Made up of expatriate business people working in Shanghai, the Rotary club raises money for community projects.
The idea of donating a $12,000 solar oven came from North Korea itself, Eastman said.
He was contacted out of the blue in July 2001 by Jong San-hung, a former North Korean diplomat at the United Nations Development Program.
"Dr. Jong had long been interested in solar ovens and came to us because of Rotary's involvement in donations of them in other countries," said Eastman.
Rotary International already had donated solar ovens to a number of developing countries in an effort to alleviate poverty and help preserve the environment.
"Made In China" Tag Dominates Shelves In Pyongyang
For the installation of the solar oven in North Korea, Eastman and several other members of Shanghai's Rotary club flew to Pyongyang.
Jong, who is now working for a research arm under North Korea's trade ministry and helped plan the trip, suggested that the recipient of the oven be the Pyongyang Orphanage, home to about 280 children.
"None of the children looked emaciated, but most of them had blotchy skin and runny noses," said Eastman.
He didn't see any signs of famine in North Korea, Eastman said. Foreigners are usually paired up with minders in the North and aren't free to travel independently.
Spring is usually the worst time of the year in the North, as grain from the previous year's harvest runs out and a new crop remains months away.

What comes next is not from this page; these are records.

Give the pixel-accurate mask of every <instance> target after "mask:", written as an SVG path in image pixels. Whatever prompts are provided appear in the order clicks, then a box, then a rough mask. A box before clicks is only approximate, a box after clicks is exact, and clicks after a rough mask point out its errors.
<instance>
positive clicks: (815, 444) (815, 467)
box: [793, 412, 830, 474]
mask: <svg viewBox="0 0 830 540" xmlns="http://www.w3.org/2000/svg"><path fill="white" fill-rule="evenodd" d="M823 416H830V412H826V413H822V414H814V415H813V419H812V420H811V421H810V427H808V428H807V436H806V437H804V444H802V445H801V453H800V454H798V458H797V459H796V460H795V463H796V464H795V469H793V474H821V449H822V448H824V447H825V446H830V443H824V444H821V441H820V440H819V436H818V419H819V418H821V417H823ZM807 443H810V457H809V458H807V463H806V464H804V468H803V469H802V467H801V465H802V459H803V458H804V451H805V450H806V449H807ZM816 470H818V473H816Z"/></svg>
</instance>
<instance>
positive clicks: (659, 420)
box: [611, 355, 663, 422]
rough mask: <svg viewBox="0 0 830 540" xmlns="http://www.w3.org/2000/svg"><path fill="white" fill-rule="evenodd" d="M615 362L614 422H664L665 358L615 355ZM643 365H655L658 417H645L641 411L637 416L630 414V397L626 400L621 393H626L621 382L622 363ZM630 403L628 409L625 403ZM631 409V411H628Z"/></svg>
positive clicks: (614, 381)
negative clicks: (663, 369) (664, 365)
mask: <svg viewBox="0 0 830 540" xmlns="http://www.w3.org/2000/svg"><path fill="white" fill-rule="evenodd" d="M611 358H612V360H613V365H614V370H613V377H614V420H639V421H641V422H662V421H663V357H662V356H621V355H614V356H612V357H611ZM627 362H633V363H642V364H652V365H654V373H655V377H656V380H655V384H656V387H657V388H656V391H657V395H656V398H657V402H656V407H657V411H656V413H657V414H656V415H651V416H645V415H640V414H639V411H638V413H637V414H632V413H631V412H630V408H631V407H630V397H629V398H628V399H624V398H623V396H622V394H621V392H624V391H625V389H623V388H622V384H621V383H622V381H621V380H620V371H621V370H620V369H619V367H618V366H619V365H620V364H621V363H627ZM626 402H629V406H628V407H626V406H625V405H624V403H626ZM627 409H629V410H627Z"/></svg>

The Rotary club also responded to a request from the orphanage for televisions as well as refrigerators to store food and medicines, Eastman said.
Shopping around for four television sets and two refrigerators, Eastman got a glimpse of North Korea's recent steps toward economic liberalization.
"Prices varied a lot from store to store, and we had to figure out through our contacts how to get the best price," he said.
While shelves at local currency shops were practically empty, foreign currency stores remained well stocked.
Last year, North Korea's dictator Kim Jong-il eased price controls, raised salaries, and gave greater freedom to the management at state-owned companies.
Payments in hard currency in the North now supposedly are transacted in euros after it abandoned its official exchange rate with the U.S. dollar last year.
"But they took all currencies - renminbi, euros, dollars, Japanese yen, and often times change from the store would be a mixture of the currencies too," Eastman said.
The home appliances Eastman chose for the orphanage all carried "Made in China" tags, he said. In fact, most of the appliances on the shelves in Pyongyang were sourced from across the border, the Canadian said.
Eastman could be returning to North Korea. He said Shanghai's Rotary plans to donate two more solar ovens, one to a Pyongyang child nursery and another to a district hospital.